Quel impact réel aura la réforme fiscale des libéraux sur l’économie canadienne?

OTTAWA – Les libéraux ont promis en campagne électorale qu’ils puiseraient dans la poche des plus riches pour aider la classe moyenne. Mais quel effet aura véritablement cette redistribution de la richesse sur l’économie canadienne?

Justin Trudeau soutenait en campagne que les Canadiens de la classe moyenne réinjecteraient dans l’économie une partie des sommes ainsi épargnées en impôts. Selon les estimations du Parti libéral, ces économies pourraient atteindre 670 $ pour un contribuable à la limite supérieure du taux d’imposition «moyen» (entre 44 700 $ et 89 401 $).

Les libéraux ont promis d’instaurer dès le 1er janvier un nouveau taux marginal d’imposition, de 33 pour cent, pour les revenus de plus de 200 000 $ par année. Les taux d’imposition actuels «supérieurs» demeureraient en place: 29 pour cent pour les revenus de 138 586 $ à 200 000 $, et 26 pour cent pour ceux de 89 401 $ à 138 586 $. Par contre, le taux d’imposition «moyen», pour les revenus de 44 700 $ à 89 401 $, passerait de 22 à 20,5 pour cent.
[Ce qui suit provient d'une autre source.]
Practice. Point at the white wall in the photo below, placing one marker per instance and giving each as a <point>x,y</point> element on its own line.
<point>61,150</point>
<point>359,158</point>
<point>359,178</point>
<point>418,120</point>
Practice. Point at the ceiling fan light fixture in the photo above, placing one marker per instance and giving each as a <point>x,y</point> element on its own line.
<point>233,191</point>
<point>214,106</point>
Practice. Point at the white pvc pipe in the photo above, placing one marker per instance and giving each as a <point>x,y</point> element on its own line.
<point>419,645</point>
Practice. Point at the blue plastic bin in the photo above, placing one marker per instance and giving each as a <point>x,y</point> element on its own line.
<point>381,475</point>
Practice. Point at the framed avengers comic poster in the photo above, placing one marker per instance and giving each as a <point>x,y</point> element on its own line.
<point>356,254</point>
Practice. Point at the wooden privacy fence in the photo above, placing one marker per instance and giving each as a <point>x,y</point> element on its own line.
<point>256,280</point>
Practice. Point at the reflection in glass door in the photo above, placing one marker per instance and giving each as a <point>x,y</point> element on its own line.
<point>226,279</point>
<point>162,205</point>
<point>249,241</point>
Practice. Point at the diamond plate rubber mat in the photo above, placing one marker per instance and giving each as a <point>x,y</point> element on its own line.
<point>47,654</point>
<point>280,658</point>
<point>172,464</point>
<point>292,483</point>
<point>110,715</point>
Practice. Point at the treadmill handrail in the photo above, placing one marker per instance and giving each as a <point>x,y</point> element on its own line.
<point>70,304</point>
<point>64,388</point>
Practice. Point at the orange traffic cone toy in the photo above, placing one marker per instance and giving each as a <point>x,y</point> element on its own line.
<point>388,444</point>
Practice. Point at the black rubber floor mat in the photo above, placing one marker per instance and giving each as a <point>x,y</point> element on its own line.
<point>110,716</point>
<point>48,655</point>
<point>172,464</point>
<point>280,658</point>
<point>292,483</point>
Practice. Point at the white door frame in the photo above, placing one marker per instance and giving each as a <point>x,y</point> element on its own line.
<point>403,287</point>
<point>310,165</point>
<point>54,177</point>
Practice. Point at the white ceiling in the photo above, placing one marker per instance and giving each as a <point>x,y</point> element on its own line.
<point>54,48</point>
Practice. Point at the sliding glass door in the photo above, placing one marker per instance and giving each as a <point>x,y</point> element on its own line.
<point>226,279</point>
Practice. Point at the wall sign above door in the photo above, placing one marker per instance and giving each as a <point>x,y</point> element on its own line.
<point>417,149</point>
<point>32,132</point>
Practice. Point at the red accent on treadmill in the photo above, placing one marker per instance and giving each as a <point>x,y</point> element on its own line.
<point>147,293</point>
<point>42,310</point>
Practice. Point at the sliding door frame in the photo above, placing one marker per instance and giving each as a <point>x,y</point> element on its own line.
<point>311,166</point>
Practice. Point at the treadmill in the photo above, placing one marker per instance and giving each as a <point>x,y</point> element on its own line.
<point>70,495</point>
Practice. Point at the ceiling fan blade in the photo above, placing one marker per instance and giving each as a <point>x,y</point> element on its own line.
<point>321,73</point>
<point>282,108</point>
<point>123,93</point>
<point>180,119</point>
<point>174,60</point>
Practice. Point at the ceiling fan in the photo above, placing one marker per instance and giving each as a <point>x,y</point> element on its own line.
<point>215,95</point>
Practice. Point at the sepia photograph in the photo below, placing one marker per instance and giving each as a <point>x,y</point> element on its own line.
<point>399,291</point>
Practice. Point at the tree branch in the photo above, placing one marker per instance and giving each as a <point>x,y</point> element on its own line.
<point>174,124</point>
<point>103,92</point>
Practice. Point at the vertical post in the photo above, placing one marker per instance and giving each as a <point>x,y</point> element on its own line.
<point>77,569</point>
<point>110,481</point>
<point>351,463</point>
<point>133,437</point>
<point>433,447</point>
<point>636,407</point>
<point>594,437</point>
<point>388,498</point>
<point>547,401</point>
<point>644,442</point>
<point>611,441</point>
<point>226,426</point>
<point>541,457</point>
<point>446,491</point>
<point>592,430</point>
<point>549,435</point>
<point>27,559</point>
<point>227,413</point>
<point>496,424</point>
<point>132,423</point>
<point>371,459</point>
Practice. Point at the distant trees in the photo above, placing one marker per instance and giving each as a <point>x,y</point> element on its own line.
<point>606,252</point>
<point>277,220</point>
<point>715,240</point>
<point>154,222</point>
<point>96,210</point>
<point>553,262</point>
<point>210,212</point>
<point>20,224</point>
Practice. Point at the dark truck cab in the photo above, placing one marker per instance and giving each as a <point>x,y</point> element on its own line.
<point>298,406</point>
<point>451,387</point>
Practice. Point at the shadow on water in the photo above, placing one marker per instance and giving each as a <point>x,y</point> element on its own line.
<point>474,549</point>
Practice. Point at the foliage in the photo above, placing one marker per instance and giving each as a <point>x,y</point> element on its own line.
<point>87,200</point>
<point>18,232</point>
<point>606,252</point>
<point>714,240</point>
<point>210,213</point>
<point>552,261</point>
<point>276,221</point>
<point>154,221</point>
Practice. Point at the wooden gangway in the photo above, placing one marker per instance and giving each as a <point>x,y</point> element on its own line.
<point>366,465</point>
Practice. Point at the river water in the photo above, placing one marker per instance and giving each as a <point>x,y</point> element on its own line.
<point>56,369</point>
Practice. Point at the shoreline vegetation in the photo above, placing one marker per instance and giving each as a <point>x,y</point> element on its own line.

Selon les libéraux, ce recalibrage permettrait de soulager la classe moyenne d’un fardeau fiscal annuel de 3,0 milliards $ par année, un fardeau qui serait refilé au «un pour cent» des plus riches. Par contre, des spécialistes estiment que le gouvernement fédéral récoltera moins de revenus fiscaux que prévu chez les plus riches — qui savent aussi organiser leurs investissements pour réduire leurs impôts.

D’autres experts croient cependant que ces mesures fiscales auront un impact limité sur l’économie canadienne.

L’économiste en chef de la BMO, Doug Porter, admet que les Canadiens de la classe moyenne disposeront d’un peu plus de revenu disponible — qu’ils réinjecteront peut-être dans l’économie. Mais selon lui, la hausse du taux marginal des plus riches — un taux combiné qui dépasserait le seuil psychologique de 50 pour cent dans certaines provinces — pourrait effrayer certains investisseurs étrangers, qui exposeraient ainsi leurs employés à une des fiscalités les plus lourdes des pays industrialisés.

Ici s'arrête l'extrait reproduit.